A haskell mode that uses treesitter.

2. Screenshot

ss.png

The above screenshot is indented coloured using haskell-ts-mode, with prettify-symbols-mode enabled.

3. Features

an overview of the features are:

  • Syntax highliting
  • Indentation
  • Imenu support
  • REPL
  • Prettify symbols mode support

4. Comparasion with haskell-mode

The more interesting features are:

  • Logical syntax highlighting:
    • Only arguments that can be used in functions are highlighted, eg in `f (_:(a:[])) only 'a' is highlighted, as it is the only variable that is captured that can be used in body of function
    • The return type of a function is highlighted
    • All new variabels are(or should be) highlighted, this includes generators, lambda args.
    • highlighting the '=' operaotr in guarded matches correctly, this would be stupidly hard in regexp based syntax
  • Unlike haskell-mode, quasi quotes are understood and do not confuse the mode, thanks to treesitter
  • Predictable (but less powerful) indentation: haskell-mode's indentation works in a cyclical way, it cycles through where you might want indentation. haskell-ts-mode, meanwhile relies on you to set the concrete syntax tree changing whitespace.
  • More perfomant, this is especially seen in longer files
  • Much much less code, haskell mode has accumlated 30,000 lines of features to do with all things haskell related, this mode just keeps the scope to basic major mode stuff, and leaves other stuff for external packages.

5. Motivation

haskell-mode contains nearly 30k lines of code, and is about 30 years old. Therefore, a lot of stuff emacs has gained the ability to do in those years, haskell-mode already has implemented them.

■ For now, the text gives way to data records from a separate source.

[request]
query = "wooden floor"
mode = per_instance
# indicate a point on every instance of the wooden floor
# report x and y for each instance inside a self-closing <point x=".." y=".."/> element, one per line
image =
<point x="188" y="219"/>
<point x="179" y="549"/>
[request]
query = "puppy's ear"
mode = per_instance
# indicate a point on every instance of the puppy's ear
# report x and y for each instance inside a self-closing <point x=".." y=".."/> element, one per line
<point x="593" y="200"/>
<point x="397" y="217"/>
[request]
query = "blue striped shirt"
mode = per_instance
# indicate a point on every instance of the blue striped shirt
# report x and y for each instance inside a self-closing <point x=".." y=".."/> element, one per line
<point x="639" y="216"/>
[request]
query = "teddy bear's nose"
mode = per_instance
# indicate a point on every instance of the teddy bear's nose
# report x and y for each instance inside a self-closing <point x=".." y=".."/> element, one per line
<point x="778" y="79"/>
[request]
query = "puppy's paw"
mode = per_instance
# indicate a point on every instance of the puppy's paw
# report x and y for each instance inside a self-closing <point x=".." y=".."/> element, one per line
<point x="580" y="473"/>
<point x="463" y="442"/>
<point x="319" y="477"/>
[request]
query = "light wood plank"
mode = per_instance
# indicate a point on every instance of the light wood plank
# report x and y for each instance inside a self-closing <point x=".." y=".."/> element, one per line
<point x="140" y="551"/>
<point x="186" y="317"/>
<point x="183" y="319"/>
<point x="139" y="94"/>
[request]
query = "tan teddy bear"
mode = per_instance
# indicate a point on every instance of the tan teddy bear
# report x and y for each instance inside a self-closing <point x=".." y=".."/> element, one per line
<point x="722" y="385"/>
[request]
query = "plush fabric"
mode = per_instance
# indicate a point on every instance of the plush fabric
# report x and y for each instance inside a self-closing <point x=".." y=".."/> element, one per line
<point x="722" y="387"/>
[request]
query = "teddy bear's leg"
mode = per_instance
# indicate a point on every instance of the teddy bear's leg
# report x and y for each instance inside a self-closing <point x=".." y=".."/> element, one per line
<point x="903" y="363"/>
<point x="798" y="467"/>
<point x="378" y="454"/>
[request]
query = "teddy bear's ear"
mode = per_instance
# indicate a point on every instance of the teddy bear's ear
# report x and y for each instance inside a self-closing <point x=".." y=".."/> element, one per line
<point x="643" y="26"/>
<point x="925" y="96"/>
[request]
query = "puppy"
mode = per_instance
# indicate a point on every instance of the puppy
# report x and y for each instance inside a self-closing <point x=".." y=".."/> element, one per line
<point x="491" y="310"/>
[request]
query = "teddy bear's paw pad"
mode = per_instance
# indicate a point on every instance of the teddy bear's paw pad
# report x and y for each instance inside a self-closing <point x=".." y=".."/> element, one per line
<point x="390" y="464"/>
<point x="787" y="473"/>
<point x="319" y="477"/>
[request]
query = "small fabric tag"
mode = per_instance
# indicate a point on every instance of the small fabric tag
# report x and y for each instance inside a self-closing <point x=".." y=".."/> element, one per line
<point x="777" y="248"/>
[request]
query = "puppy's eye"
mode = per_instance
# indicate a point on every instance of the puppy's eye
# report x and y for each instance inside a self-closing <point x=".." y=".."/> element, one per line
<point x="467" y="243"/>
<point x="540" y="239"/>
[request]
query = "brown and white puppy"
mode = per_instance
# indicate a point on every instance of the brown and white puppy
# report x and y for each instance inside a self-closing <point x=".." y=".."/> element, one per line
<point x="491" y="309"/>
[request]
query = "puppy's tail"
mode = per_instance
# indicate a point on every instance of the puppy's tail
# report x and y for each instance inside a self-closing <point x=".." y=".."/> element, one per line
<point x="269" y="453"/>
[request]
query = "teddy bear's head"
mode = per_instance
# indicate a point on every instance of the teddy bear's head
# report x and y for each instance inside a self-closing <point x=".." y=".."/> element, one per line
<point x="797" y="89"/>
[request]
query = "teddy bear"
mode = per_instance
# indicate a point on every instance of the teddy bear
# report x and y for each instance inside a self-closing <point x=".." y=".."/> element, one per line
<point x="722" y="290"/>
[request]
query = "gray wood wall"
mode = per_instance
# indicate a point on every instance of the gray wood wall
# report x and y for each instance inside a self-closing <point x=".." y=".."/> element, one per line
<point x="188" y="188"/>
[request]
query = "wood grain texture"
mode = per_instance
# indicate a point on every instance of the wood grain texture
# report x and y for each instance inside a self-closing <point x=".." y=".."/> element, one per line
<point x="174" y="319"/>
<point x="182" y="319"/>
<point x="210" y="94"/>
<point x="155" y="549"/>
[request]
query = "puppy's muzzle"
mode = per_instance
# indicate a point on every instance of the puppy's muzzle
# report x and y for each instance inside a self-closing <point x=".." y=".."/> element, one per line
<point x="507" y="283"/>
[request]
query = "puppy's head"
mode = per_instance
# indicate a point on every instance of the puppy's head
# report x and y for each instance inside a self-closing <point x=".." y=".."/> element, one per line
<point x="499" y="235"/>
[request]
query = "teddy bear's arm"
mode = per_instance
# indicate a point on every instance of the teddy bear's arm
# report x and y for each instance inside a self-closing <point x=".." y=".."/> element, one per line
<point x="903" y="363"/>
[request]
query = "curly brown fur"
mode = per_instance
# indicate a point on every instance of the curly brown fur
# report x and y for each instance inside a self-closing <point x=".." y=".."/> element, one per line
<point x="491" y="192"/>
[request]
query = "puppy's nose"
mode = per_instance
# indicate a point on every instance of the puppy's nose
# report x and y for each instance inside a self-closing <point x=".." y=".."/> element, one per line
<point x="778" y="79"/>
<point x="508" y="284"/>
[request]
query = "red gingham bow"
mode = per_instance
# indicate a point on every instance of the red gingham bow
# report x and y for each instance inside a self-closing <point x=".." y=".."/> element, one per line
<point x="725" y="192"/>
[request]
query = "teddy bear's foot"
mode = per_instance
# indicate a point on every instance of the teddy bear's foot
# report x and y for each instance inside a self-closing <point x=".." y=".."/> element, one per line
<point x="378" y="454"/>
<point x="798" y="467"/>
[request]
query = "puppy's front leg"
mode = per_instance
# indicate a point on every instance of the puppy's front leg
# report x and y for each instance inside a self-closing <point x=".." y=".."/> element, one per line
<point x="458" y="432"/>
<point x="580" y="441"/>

In 2018, a mode called haskell-tng-mode was made to solve some of these problems. However because of haskell's syntax, it too became very complex and required a web of dependencies.

Both these modes ended up practically parsing haskells syntax to implement indentation, so I thought why not use tree sitter?

6. Installation

#+BEGINSRC: elisp (add-to-list 'load-path "path/to/haskell-ts-mode") (require 'haskell-ts-mode) #+ENDSRC

7. Customization

if colour is too much or too less for you, adjust treesit-font-lock-level accordingly.

If that is not enough, you can customize haskell-ts-font-lock-feature-list

7.1. how to disable haskell-ts-mode indentation

#+beginsrc: emacs-lisp (setq haskell-ts-use-indent nil) #+endsrc

7.2. Pretify symbols mode

prettify symbols mode can be used to replace common symbols with unicode alternatives.

#+beginsrc: emacs-lisp (add-hook 'haskell-ts-mode 'prettify-symbols-mode) #+endsrc

7.3. Adjusting font lock level

set haskell-ts-font-lock-level accordingly.

8. TODO and limitations

  • support for customization UI
  • Imenu support for functions with multiple definitions

Limitations: Proper indenting of multiline signatures: the treesitter grammer does not flatten the signautes, rather leaves them to the standard infix interpretatoin. This makes indentation hard, as it will mean the only way to check if the the signature node is an ancestor of node at point is to perfom a recursive ascent, which is horrible for perfomance.